Set working boundaries, and flex them often.
Boundaries. It’s a tightrope to walk. If you stay within them, you’re safe, calm, and collected. If you push them, you grow. That’s why you need to do both, based on the project your working on and other factors of your life in the moment.
For example, you’ve landed an intense client that you’re doing work for, and the deadline is tight. You’ve agreed to get samples, run them, analyse, and then deliver a report including potential solutions. You can do it, but it will take focus.
In that moment you would make your boundaries a lot tighter. You’d say no to lunch out with friends, stay an hour later, go in an hour earlier, etc. Whatever it would take. But, after the project is over, you can release the boundaries again. Before you ever agree to the project, you would know this. You could tell the client that, “Yes, you could potentially do it within the time limit, but we charge a rush fee.”
Alternatively, if you don’t want to make the sacrifices, you could keep your boundaries as is, then tell the client that you need at least two more weeks to do the project.
Either way, the choice is yours.
The key in this game is to be aware of what you can and can’t do, what you are willing and not willing to sacrifice, and have the flexibility to negotiate around the finer points of agreements.

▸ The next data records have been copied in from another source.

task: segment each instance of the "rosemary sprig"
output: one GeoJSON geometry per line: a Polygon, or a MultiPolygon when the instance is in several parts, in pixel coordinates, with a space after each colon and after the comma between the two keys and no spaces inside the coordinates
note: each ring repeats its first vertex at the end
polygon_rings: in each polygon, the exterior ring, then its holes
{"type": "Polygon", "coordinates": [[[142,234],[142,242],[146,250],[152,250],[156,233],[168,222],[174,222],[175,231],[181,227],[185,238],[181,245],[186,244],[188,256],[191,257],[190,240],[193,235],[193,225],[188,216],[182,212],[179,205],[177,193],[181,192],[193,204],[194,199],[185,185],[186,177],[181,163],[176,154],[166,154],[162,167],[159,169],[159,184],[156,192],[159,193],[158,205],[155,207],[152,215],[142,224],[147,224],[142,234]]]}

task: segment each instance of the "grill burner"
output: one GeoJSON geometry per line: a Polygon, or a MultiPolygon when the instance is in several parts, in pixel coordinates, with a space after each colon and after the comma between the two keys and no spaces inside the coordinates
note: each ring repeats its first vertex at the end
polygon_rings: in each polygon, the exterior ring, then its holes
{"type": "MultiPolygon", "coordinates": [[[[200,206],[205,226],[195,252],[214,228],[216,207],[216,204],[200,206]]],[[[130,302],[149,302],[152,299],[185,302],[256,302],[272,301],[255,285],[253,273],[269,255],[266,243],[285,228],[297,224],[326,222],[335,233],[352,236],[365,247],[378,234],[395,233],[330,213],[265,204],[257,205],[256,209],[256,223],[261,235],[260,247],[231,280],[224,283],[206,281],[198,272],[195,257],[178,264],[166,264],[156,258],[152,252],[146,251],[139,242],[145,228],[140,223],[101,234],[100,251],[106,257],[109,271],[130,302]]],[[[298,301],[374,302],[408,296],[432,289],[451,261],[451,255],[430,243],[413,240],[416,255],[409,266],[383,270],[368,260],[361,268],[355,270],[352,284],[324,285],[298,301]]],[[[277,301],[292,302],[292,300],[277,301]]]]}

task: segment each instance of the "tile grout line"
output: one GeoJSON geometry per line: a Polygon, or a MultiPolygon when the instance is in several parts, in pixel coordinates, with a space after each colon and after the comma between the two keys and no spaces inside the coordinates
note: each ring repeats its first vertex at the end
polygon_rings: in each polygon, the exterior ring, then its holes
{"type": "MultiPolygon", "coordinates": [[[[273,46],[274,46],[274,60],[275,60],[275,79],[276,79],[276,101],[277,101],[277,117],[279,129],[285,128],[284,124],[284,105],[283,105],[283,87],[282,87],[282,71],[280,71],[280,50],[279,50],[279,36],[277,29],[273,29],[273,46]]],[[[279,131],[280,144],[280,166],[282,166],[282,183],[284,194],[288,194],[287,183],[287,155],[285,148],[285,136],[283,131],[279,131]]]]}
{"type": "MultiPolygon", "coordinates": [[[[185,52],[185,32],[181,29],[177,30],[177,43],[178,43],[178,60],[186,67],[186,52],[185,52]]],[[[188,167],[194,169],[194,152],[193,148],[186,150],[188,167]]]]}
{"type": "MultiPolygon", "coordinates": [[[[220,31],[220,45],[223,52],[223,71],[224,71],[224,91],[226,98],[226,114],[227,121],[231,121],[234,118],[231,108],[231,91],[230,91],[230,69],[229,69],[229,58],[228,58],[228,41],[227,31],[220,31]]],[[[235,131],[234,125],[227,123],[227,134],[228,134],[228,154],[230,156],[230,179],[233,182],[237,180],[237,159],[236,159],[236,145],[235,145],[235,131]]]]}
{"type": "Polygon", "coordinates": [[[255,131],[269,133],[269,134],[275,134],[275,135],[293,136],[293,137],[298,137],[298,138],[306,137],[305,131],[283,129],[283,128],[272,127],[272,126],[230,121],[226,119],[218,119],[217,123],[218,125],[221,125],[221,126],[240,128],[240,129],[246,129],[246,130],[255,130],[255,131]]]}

You can have both hustle and balance.
The misconception out there is that hustling means you give up everything. There are stories out there of business heroes that have slept in their offices while building their business. There are stories of extremes to make a dream happen. You need to embrace that amount of passion to hustle, even if you don’t embrace the extreme.
Stay with the passion and mission. You’ll get there as quickly as you can without burning yourself out.